Business-to-business transactions are key to economic development. An organization cannot provide services or materials to consumers if it does not have reliable sources of raw materials. The trading that organizations do with one another represents a truly consequential facet of the domestic economy.
Contracts set terms for business-to-business transactions that allow organizations to lock in delivery dates and prices. They help vendors control their expenses as well by minimizing storage needs and making the rate of sales predictable. When a business signs a contract with a vendor, there’s an expectation that the organization will provide materials as agreed upon within the body of that contract.
Unfortunately, many vendors fail to uphold their end of the bargain. Their failure to deliver could leave a client in a very difficult position. Appropriate inclusions in a vendor contract can help limit the likelihood of a material breach of contract, such as failure to deliver goods.
A penalty can incentivize contractual compliance
All too often, vendors who fail to deliver goods or materials will walk away without consequence despite massively disrupting a client’s business. Although litigation is possible, not all businesses will pursue a lawsuit after a major failure by a vendor. Additionally, the outcome of such litigation can be hard to predict unless there are direct financial losses.
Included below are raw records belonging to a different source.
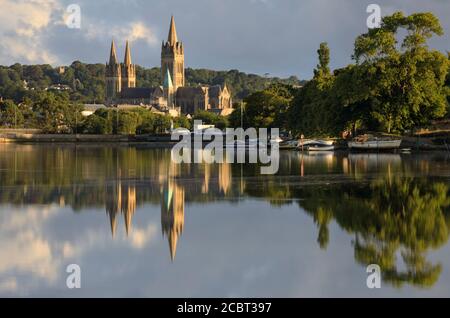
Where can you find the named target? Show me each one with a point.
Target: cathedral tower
(168, 90)
(128, 70)
(113, 76)
(172, 57)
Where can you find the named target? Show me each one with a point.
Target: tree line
(396, 83)
(85, 83)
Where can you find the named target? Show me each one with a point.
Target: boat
(289, 144)
(249, 144)
(307, 142)
(320, 148)
(368, 142)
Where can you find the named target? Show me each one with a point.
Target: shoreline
(164, 141)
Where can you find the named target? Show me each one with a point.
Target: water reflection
(396, 208)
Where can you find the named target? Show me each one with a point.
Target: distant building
(173, 96)
(61, 70)
(58, 87)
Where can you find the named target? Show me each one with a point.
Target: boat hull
(320, 148)
(375, 145)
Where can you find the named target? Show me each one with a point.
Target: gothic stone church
(172, 96)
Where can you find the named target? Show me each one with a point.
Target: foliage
(10, 115)
(394, 86)
(85, 83)
(209, 118)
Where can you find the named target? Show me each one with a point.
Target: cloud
(133, 31)
(23, 26)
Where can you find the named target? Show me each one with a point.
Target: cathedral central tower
(172, 58)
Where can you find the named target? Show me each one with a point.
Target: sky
(276, 37)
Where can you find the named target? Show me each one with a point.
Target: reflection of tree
(389, 217)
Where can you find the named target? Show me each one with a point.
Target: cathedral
(173, 96)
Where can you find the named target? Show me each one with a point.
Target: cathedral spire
(113, 54)
(168, 80)
(172, 39)
(127, 54)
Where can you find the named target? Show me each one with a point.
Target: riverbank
(423, 142)
(37, 137)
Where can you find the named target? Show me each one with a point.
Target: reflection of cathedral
(172, 215)
(120, 199)
(122, 194)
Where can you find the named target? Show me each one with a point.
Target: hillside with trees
(85, 83)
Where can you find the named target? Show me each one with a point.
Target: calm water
(139, 225)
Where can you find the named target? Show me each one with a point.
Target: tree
(10, 115)
(314, 109)
(267, 108)
(403, 86)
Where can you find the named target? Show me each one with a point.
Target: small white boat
(241, 144)
(320, 148)
(376, 144)
(306, 142)
(289, 144)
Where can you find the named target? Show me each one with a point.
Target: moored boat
(320, 148)
(374, 143)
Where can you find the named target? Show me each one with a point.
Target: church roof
(215, 91)
(137, 92)
(189, 92)
(127, 60)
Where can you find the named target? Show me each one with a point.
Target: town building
(173, 96)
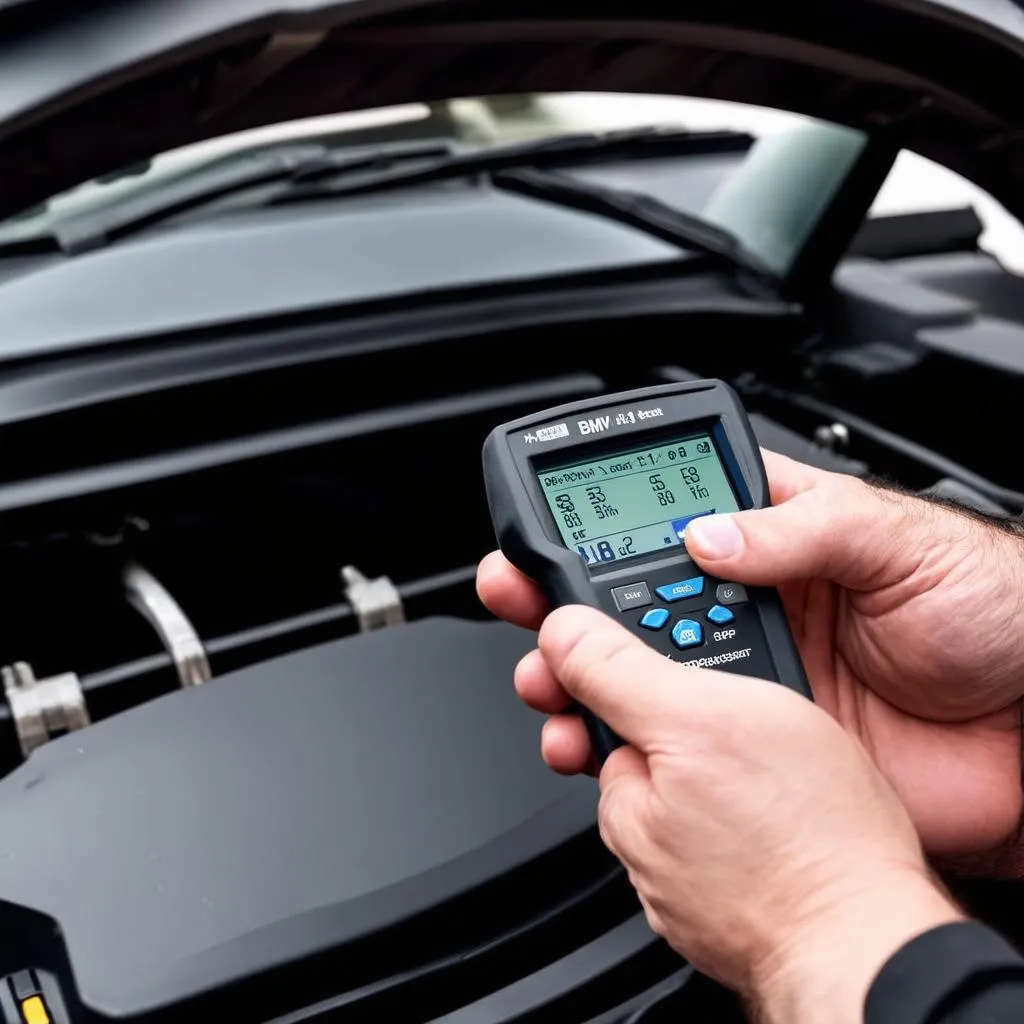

Those who are contracting with vendors can reduce the likelihood of a default or failure to deliver by imposing a financial penalty for a contract breach. For example, some businesses charge a progressive late delivery penalty that increases the longer a vendor delays a scheduled delivery. Others may offer lenience, such as the reduction of a penalty, if a vendor communicates quickly when an issue arises to help the client avoid major consequences because of the delay.
Proactive protection is preferable to litigation
Although it is often possible to take a vendor to court when they fail to fulfill their contractual obligations, avoiding major breaches is a better option. Even a successful civil lawsuit will typically take months to resolve.
Including thoughtful terms in vendor contracts can help those involved to avoid specific business challenges and can also provide opportunities for recourse in the event that difficulties arise. Organizations that partner with a lawyer both for the creation of custom contracts and the enforcement of their vendor agreements can mitigate their risk of hardship that may potentially be created by the failings of another business.